「知って」もできないから「できる」まで引き上げるのが教師。
明後日の
篠研の日本語の教え方ワークショップ
「初級文型導入の授業準備を短縮する方法
-まずは1時間以内、そして30分、最速10分」
でお話しする話を少し。
どうしてこのセミナーをしようと思ったかと
いうと、
多くの方から
「初級の文型導入の授業準備に時間がかかって
仕方がない。何とかならないか。
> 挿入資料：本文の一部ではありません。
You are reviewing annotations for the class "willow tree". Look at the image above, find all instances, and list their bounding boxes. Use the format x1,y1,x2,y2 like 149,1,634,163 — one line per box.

」
というお話を数多く頂いたからなわけですが、
そもそも、ここで押さえておかなければなら
ないことは、
私たち日本語教師は、学習者に文型の意味用法を
教えることがゴールなのではなく、
その文型を日常生活で自由に使いこなせるように
することがゴールであること、
そして、文型を導入した段階では、学習者はその
文型を使いこなすレベルにはまだ達していないと
いうことです。
つまり、「できる」レベルに達していないと
いうことです。
学習者を「できる」レベルまで引き上げるため
には、文型導入の後、
▼口ならしの文型練習
▼コンテキストのあるコミュニカティブ活動
▼コンテキストのないコミュニカティブ活動
など、とにかくアウトプットの活動をしっかり
行い、
とっさのときに、正しく言ったり書いたりできる
ようになるまで練習しないといけません。
これは、スポーツと一緒。
競技のルールや基本的な動作を一通りレクチャー
されても、すぐに試合ができるわけではなく、
基本動作の反復練習を繰り返し行い、その動作が
とっさのときに正しくできるよう、
体にしみこませなければ、思うようなプレイを
することができません。
技を使いこなすためには、膨大な反復練習が
必要なのです。
言語の習得も同じで、
「競技のルールや基本的な動作を一通りの
レクチャー」
はいわば「文型導入」。
体にしみこませるための「基本動作の反復練習」
はいわば、
▼口ならしの文型練習
▼コンテキストのあるコミュニカティブ活動
▼コンテキストのないコミュニカティブ活動
だから、限られた授業枠の中で収めるためには
本来は文型導入などさっさと片づけ、どんどん
アウトプットの活動をしないといけないはずな
のです。
普段の授業で、コミュニカティブ活動、しっかり
やってますか。
文型導入から文型練習当たりで時間切れになって
いませんか。
もしそうだとしたら、文型導入は、文型の意味
用法が分かることがその目的なので、
ぶっちゃけ文法翻訳本などを各自で読ませて10分
ぐらいでパパっと済ませ、
さっさとアウトプットの活動に移るほうが、よほど
いいのです。
にもかかわらず、文型導入の授業準備に時間が
かかるというのは、もしかしたら、
「知る」=「できる」
と教師側が無意識のレベルで思い込んでいるから
ではないか、
あるいは、
「知る」ようにするところまでが教師の仕事、
「できる」ようにするのは学習者の努力
のようなビリーフが教師側にあるからなのでは
ないか、
とさえ思ってしまうのですが、いかがでしょうか。
ですが、今の時代、「知る」だけなら、ネット上の
情報でおおかた間に合います。
そこに、教師が心血を注ぐ意味は、今の時代
あまり意味がないのです。
一方、学習者は、たとえ「知って」も「でき」ない
からいつまでも右往左往するわけで、
「できる」レベルまで引き上げるところに日本語
教師の存在価値があるのです。
だとすれば、
私たちは、もっと仕事の比重の置き方を考え直さ
なければならないと思うのですが、いかがでしょうか。